The movie proceeds to tell the story of how the four buffoons who don’t trust or like one another learn to work together for the sake of the world in some ridiculous, incompetent ways. The movie’s story is one that many will find to be to be a very familiar underdog’s tale, but it’s their brand of humor I referred to that keeps this age old story afloat. While the pacing meanders a bit, and jokes hit and miss in the movie’s first act, the good laughs that propel it forward are the off-beat ones that take film tropes and genre expectations that either are changed, or just pointed to and laughed at. General audiences may think of the kinds of gags like Phil Lord and Chris Miller produced in the Jump Street movies, but in a way that is a bit more aware of “social media” significance. Rooster Teeth fans, however, will recognize this comedy type from their live action shorts of the last few years. If you found those shorts funny, you’ll probably find this funny. It works well in this context too, but given Lazer Team’s surprising amount of action and choreography, it could have benefitted from some more dynamic cinematography for potential added humor and to better show off all the work put towards those scenes.

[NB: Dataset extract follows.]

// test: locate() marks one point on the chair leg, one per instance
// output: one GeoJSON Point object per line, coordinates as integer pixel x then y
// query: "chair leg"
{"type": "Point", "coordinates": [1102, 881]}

The performances are surprisingly good here, specifically in some moments from Colton Dunn as Herman, an ex-football star turned into a booze bag, and I find that many will be surprised by the acting abilities of Slo-Mo Guys’ Gavin Free as the especially-moronic-turned-especially-smart Woody. Given the movie’s budget, the visual effects aren’t necessarily ones that will stand out, as the sparingly used, more grandiose effects will look like an early Xbox 360 game to some that look too closely, but the best of the effects are used seamlessly in environments, lighting and especially the powers of the alien armor when used in combat by the Lazer Team.
As the movie’s plot moves forward, the final act presents a few unique, surprising ideas, given the mostly uncharted potential of science-fiction comedies. Culminating those cool ideas with the better visuals effectively makes Lazer Team a really good B movie: the kind of low budget sci-fi matinee flicks lost in time and between tentpole franchises. This is exactly what the team was going for when they began the project in the first place, but for many, the promise of a goofy matinee movie may not be enough in a world with an overabundance of possible entertainment. However, without treading too far into becoming “Rooster Teeth The Movie,” Lazer Team is most successful at pleasing fans of these personalities as a celebration of the content and the community they’ve produced for over a decade in their pocket of the entertainment industry. If you’re willing to take a chance on it, the Rooster Teeth family’s humor is unique and grapples people in a way I haven’t seen anything else achieve. Hell, they just might win you over too.